Republican state Sen. George Logan is seeking his second term representing the 17th Senatorial District. To earn another term, he will have to fend off a challenge from Democrat Jorge Cabrera.
The 17th District covers all or parts of Ansonia, Beacon Falls, Bethany, Derby, Hamden, Naugatuck and Woodbridge
Logan, a 49-year-old Ansonia resident, said, if reelected, his top priority would be fighting against unnecessary tax legislation, adding that he voted against a proposed restaurant tax and a cell phone tax.
“I believe that Connecticut is becoming less and less affordable for more and more people. We have tried raising taxes, which has really put us in a worse financial situation,” said Logan, the director of environmental management for Aquarian Water Company.
Logan said he’s also against implementing tolls on the state’s highways.
“That is more of a mileage tax. I know folks that are having a hard enough time paying for gas without having to pay for tolls,” Logan said.
Logan said the state needs to reprioritize how it spends money. He pointed to $10 million approved by the legislature to study on tolls and $40 million approved for new computers at the state Department of Motor Vehicles.
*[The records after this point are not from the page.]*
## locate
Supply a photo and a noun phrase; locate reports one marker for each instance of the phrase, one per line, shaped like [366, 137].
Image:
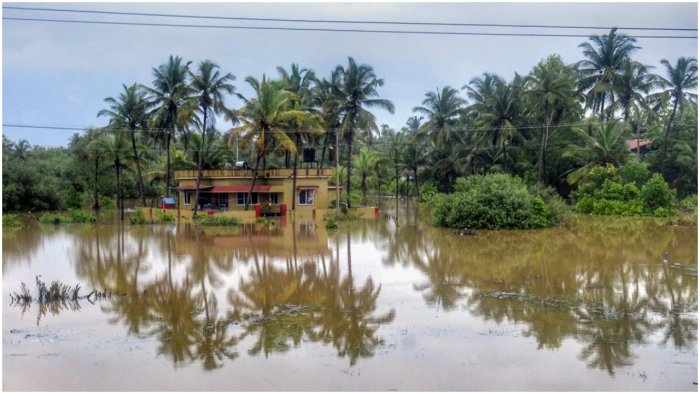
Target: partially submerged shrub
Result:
[80, 216]
[218, 220]
[495, 201]
[9, 220]
[53, 218]
[165, 217]
[138, 217]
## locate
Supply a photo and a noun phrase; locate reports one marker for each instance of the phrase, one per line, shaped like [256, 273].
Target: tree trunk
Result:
[200, 161]
[348, 180]
[668, 132]
[167, 165]
[249, 198]
[142, 189]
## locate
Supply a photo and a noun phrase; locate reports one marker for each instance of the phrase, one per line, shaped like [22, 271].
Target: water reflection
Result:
[599, 281]
[208, 296]
[283, 286]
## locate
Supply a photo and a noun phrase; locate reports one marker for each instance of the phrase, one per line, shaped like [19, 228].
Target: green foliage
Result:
[165, 217]
[218, 220]
[656, 194]
[51, 218]
[138, 217]
[9, 220]
[80, 216]
[690, 203]
[427, 192]
[495, 201]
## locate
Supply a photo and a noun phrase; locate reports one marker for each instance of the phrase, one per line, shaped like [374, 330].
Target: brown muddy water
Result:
[376, 305]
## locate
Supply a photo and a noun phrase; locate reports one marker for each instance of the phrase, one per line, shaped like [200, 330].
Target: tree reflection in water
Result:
[288, 295]
[608, 272]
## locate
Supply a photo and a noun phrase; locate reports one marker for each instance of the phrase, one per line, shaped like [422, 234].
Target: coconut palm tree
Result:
[365, 163]
[605, 58]
[597, 145]
[551, 87]
[129, 111]
[172, 99]
[263, 119]
[358, 90]
[209, 86]
[442, 109]
[681, 78]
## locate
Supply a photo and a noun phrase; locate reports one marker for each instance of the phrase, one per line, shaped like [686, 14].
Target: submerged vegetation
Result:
[605, 132]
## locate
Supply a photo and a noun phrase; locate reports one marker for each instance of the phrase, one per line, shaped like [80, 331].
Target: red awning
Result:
[193, 188]
[240, 189]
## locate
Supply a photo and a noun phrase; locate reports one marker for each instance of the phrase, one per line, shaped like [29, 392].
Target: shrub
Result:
[165, 217]
[138, 217]
[9, 220]
[427, 192]
[690, 203]
[495, 201]
[80, 216]
[51, 218]
[218, 221]
[656, 194]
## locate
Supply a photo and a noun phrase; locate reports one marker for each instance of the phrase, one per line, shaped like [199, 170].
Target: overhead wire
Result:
[309, 29]
[337, 21]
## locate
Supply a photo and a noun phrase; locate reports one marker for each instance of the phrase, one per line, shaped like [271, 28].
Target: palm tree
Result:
[551, 86]
[681, 78]
[209, 86]
[262, 119]
[597, 146]
[605, 57]
[129, 111]
[359, 91]
[112, 147]
[495, 107]
[442, 109]
[365, 163]
[171, 97]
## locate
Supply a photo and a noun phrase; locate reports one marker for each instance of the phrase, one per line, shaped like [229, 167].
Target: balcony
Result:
[269, 173]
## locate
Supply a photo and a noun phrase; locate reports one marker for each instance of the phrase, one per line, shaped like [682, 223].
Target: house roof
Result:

“Throwing good money after bad is not the way to go,” Logan said. “Government agencies need to be more effective and more efficient.”
“In order for us to live the quality of life we strive for we need a healthy economy,” Logan added.
Cabrera, a 44-year-old Hamden resident, said one of his top priorities would be making sure education is properly funded.
Cabrera, who works for the United Food and Commercial Worker’s Union Local 919, said many school districts across the state are underfunded. The state’s Education Cost Sharing grant needs to be recalculated to ensure it is funding school districts fairly, he said.
Cabrera said the metrics used to calculate the funding each district is given are not only incorrect, they are not being followed.
“We need to do a better job because it is not being followed. I would use my senate seat to fight for the funding we need,” Cabrera said.
Cabrera said he would like to see the state use different metrics when calculating education funding, such as the number of people on HUSKY Health, the state’s insurance program.
Cabrera said the state also needs to make sure it properly funds special education, which is one of the largest costs for local school districts.
Both Logan and Cabrera said the state needs to do more to support businesses. However, they had different ideas about the best way to do so.
Logan said it primarily comes down to not increasing taxes. He said high taxes have led companies to leave the state, which in turn leads to fewer jobs and people moving out of the state.
“It is tough for companies here in Connecticut to expand or to want to come to Connecticut when we continue to raise taxes,” Logan said.
Logan said the state needs leadership that will show, with words and actions, that it is welcoming to businesses.
“We need to show by our actions we are a business-friendly state,” Logan said.
Cabrera said the state should do more to help businesses when they are just starting out. He said he would like to expand the state’s low interest loan program for new small- and medium-sized businesses.
The state also needs to do a better job investing in vocational schools and community colleges where students can learn a trade, Cabrera said. He said companies have told him how difficult it is to find certified workers.
Logan said he brings business experience and the experience of living in the 17th District for over 20 years to the position. Logan said he’s served on the Griffin Hospital Board of Directors, the Central Connecticut Coast YMCA Board of Directors, and has managed a multi-million wastewater treatment plant.
“We need more people with business acumen to move Connecticut in a different direction,” Logan said.
Cabrera also pointed to his experience. He worked as a legislative aide for former state Rep. Moira Lyons when she was speaker of the House of Representatives and has experience organizing people through his job, he said.
“In think we have a big opportunity to elect a state senator that has experience fighting in the trenches for funding. It is something I have been doing for 20 years,” Cabrera said.
Cabrera said he does not feel the district has been represented well, pointing to recent cuts in Hamden’s state education funding.
“We need to do a much better job fighting,” Cabrera said. “I will fight for [the district] to make sure small business, seniors and schools have the resources they need.”